Peter Morris

Personal information
- Full name: Peter John Morris
- Date of birth: 8 November 1943 (age 82)
- Place of birth: Shirebrook, England
- Position: Midfielder

Youth career
- Mansfield Town

Senior career*
- Years: Team / Apps / (Gls)
- 1960–1968: Mansfield Town / 287 / (50)
- 1968–1974: Ipswich Town / 220 / (13)
- 1974–1976: Norwich City / 66 / (1)
- 1976: Mansfield Town / 41 / (3)
- 1979: Peterborough United / 1 / (0)
- Total:  / 615 / (67)

Managerial career
- 1976–1978: Mansfield Town
- 1979–1982: Peterborough United
- 1982–1983: Crewe Alexandra
- 1983–1984: Southend United
- 1985–1986: Nuneaton Borough
- 1988–1992: Kettering Town
- 1992–1994: Boston United
- 1995–1998: King's Lynn
- 1998–2001: Kettering Town
- 2002–2003: King's Lynn

= Peter Morris (English footballer) =

English footballer and manager

Peter John Morris (born 8 November 1943 in Shirebrook) is an English former professional footballer and manager.
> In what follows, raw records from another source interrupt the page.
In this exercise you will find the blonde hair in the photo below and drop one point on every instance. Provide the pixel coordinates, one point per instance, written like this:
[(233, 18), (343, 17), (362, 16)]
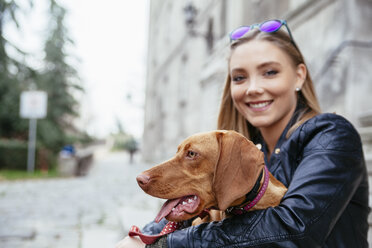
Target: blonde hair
[(229, 117)]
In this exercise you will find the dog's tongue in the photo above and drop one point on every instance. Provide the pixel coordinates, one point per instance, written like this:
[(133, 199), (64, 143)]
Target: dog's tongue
[(166, 209)]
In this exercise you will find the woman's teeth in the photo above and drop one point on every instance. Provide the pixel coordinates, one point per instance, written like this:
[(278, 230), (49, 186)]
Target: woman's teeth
[(259, 105)]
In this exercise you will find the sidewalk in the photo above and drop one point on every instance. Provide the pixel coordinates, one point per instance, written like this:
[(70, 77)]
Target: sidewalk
[(92, 211)]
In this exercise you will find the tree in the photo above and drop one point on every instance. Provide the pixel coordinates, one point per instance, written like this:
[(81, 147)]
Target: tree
[(60, 80), (13, 77)]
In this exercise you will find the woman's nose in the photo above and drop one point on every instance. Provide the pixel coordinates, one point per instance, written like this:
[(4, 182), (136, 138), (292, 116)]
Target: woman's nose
[(254, 87)]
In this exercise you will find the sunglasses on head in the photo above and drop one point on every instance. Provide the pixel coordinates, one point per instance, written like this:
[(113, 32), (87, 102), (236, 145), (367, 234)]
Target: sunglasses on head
[(266, 26)]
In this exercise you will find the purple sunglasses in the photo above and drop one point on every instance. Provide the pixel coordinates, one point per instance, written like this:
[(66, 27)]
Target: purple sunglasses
[(266, 26)]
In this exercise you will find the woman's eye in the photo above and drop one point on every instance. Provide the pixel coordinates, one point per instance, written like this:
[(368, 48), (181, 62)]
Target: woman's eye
[(271, 73), (238, 78), (191, 154)]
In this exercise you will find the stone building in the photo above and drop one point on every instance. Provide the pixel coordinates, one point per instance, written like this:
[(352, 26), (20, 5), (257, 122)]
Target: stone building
[(187, 51)]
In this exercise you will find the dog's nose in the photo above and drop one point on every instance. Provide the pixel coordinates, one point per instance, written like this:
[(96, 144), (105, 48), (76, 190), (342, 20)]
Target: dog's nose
[(142, 180)]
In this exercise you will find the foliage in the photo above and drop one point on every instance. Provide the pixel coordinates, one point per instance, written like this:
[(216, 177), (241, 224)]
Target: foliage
[(13, 156), (22, 175), (57, 78), (125, 142)]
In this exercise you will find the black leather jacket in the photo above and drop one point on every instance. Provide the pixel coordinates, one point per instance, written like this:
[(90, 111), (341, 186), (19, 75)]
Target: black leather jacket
[(326, 205)]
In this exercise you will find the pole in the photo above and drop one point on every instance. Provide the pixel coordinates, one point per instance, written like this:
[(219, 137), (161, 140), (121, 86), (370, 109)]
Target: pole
[(31, 145)]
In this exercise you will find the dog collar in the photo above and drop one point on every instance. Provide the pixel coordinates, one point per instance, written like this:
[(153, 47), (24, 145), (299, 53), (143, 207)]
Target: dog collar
[(251, 204)]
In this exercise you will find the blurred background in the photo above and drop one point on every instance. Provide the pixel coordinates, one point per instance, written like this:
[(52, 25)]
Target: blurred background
[(126, 81)]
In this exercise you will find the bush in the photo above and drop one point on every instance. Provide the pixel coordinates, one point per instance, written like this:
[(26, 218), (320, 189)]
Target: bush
[(13, 156)]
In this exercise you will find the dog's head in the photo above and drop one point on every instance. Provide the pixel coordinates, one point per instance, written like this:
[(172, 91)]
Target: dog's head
[(213, 169)]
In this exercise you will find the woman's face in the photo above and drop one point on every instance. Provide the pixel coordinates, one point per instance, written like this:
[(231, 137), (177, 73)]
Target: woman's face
[(263, 84)]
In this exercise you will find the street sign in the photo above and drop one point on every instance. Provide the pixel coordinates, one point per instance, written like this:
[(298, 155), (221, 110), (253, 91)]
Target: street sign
[(33, 104)]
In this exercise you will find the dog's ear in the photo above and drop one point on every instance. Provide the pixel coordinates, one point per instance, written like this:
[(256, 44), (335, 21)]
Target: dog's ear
[(239, 165)]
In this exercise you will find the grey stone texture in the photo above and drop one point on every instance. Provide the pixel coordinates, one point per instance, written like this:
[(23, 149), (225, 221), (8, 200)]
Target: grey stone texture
[(78, 212)]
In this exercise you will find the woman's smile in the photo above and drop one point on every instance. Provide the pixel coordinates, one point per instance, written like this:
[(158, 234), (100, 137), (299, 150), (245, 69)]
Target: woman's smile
[(259, 106)]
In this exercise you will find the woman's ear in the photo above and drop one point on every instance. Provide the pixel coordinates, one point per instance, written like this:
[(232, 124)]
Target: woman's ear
[(301, 72)]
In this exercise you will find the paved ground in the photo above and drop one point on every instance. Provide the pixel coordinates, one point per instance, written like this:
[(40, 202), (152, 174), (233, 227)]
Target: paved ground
[(91, 211)]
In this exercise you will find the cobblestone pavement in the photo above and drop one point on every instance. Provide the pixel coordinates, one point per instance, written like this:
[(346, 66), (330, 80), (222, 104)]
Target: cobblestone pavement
[(91, 211)]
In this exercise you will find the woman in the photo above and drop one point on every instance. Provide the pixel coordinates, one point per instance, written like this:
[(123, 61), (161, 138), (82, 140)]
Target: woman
[(269, 97)]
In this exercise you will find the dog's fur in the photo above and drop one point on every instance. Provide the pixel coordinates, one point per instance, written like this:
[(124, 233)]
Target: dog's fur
[(219, 167)]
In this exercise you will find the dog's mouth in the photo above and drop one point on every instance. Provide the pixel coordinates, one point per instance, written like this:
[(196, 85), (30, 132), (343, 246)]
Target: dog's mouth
[(176, 208)]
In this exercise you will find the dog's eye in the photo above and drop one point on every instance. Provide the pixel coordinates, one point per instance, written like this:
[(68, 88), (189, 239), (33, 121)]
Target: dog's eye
[(191, 154)]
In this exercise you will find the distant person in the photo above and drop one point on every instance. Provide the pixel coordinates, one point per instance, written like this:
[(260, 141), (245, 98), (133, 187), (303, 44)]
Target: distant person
[(269, 97)]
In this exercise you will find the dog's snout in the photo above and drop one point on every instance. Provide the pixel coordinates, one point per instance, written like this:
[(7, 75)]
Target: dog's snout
[(142, 180)]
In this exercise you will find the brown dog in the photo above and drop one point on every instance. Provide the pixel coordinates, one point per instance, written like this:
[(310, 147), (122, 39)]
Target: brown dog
[(213, 170)]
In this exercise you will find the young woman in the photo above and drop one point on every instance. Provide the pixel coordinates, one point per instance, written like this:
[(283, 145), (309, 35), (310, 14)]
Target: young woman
[(269, 97)]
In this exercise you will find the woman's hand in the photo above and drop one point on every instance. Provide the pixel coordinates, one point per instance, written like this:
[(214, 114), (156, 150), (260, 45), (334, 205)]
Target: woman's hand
[(130, 242)]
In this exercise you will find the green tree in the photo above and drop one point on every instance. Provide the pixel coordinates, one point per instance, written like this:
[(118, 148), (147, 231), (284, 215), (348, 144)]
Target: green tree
[(60, 81), (13, 77)]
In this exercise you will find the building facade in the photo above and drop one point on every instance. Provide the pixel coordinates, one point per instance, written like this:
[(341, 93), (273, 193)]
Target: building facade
[(187, 62)]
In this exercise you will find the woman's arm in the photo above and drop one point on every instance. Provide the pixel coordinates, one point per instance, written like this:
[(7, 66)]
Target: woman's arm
[(327, 177)]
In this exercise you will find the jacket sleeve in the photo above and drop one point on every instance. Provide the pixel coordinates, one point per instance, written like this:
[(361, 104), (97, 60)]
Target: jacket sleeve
[(325, 180)]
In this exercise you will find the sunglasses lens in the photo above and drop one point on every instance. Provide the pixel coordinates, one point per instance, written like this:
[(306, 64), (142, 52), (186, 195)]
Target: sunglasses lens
[(239, 32), (270, 26)]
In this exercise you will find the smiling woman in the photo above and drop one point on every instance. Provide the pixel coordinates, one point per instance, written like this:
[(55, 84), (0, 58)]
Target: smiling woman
[(263, 88), (269, 98)]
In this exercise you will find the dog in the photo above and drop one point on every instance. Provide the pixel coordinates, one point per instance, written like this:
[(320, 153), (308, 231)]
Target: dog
[(211, 176)]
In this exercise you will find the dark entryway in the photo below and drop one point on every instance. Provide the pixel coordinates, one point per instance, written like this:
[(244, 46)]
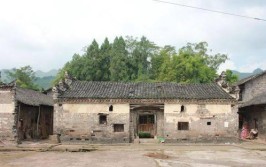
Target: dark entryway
[(146, 126)]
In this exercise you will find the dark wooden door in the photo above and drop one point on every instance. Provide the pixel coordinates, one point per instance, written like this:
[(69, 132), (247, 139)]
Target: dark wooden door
[(147, 124)]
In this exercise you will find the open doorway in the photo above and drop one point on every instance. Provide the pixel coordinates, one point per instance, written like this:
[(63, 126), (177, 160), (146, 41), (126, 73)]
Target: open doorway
[(146, 126)]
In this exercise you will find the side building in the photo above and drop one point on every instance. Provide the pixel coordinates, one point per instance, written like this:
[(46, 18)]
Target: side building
[(111, 112), (24, 114), (252, 104)]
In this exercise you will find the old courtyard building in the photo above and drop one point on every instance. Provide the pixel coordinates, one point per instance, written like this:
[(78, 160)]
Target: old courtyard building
[(106, 112), (24, 114), (252, 104)]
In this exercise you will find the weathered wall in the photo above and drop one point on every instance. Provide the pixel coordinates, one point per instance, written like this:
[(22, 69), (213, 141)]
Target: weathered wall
[(257, 113), (35, 126), (81, 122), (7, 108), (254, 88), (223, 122)]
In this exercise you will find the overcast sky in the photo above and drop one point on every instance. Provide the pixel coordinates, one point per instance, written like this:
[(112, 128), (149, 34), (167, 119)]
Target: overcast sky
[(46, 33)]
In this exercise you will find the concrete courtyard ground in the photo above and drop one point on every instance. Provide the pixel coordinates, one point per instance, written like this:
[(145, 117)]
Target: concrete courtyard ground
[(134, 155)]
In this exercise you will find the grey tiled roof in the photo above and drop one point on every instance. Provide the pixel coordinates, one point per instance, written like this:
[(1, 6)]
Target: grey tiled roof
[(122, 90), (34, 98), (247, 79), (258, 100)]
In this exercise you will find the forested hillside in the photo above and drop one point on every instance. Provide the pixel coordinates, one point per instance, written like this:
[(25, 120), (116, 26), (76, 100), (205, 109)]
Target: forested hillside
[(133, 59)]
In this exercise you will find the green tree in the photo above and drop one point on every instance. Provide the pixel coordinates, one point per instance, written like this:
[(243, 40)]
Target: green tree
[(230, 77), (104, 62), (24, 77), (118, 63)]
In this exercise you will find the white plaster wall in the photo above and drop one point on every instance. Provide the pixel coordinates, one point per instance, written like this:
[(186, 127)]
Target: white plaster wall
[(6, 103), (95, 108), (173, 114), (192, 108), (7, 108)]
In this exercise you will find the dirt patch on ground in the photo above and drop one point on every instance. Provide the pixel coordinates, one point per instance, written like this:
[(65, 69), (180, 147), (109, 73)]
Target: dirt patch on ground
[(157, 155)]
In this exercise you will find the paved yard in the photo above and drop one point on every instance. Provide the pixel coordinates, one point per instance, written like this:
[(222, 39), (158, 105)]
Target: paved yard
[(139, 156)]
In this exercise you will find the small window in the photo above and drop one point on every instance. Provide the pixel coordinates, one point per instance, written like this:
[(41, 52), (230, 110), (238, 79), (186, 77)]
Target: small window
[(103, 119), (118, 127), (183, 126), (111, 108), (182, 108)]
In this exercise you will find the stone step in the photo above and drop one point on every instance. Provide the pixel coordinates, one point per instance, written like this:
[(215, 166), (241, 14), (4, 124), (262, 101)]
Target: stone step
[(146, 141)]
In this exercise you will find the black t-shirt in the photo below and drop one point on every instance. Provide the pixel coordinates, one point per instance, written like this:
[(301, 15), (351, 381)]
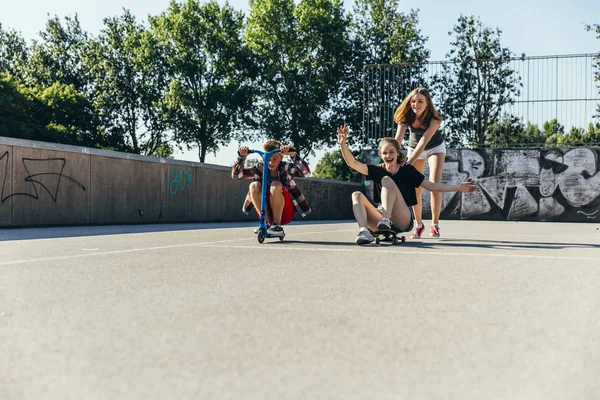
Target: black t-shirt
[(407, 179)]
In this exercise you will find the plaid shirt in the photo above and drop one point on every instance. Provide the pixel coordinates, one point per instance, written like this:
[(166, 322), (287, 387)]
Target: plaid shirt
[(286, 173)]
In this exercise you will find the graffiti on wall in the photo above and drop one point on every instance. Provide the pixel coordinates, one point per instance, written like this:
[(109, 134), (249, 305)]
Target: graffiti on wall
[(40, 173), (180, 180), (541, 184)]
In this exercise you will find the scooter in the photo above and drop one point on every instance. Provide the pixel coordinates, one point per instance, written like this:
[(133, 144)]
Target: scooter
[(262, 225)]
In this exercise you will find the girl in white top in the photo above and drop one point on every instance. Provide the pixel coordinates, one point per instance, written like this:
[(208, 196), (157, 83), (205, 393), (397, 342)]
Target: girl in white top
[(419, 116)]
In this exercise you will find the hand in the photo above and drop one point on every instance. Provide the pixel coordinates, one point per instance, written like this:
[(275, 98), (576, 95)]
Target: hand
[(243, 151), (467, 187), (342, 134)]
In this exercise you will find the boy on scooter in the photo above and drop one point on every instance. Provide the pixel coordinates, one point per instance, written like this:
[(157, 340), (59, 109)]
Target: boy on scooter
[(283, 196)]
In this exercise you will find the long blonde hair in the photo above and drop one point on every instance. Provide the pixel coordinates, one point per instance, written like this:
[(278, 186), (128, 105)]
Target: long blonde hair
[(404, 114), (387, 140)]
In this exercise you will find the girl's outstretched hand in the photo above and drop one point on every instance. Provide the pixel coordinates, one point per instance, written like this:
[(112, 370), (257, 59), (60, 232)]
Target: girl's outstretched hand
[(467, 187), (342, 133)]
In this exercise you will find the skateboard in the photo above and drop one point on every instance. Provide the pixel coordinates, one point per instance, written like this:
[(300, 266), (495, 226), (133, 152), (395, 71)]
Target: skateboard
[(388, 235)]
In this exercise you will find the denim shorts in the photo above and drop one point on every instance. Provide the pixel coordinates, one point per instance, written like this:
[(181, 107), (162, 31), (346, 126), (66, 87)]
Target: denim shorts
[(412, 221), (426, 153)]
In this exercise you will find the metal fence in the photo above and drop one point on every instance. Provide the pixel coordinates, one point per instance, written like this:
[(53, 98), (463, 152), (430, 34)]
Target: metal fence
[(562, 87)]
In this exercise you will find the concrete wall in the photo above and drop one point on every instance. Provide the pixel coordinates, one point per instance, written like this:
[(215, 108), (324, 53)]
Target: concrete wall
[(51, 184), (549, 184)]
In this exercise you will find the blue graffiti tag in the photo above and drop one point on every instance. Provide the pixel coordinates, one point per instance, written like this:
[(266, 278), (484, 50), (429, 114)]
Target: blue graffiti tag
[(179, 180)]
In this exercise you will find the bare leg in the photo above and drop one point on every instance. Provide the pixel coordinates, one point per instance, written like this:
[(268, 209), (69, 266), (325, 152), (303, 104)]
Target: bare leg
[(255, 192), (417, 209), (365, 213), (277, 201), (393, 204), (436, 166)]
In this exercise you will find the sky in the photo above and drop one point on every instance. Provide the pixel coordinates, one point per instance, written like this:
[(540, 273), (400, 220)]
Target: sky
[(533, 27)]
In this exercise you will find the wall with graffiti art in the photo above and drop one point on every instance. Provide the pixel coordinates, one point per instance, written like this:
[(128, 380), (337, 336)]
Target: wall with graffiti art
[(51, 184), (548, 184)]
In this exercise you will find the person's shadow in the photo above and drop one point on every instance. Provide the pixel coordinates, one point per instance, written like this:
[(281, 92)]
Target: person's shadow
[(450, 243)]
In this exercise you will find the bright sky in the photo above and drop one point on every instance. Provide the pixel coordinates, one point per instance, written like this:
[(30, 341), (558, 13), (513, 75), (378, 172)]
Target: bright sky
[(533, 27)]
During his career he made over 300 appearances for Mansfield Town and over 200 for Ipswich Town. His one goal for Norwich City was scored against title-chasing Queens Park Rangers on 17 April 1976. He was also a manager with numerous league and non-league clubs, and notably was player-manager when Mansfield Town were promoted to the Second Division in 1976-77.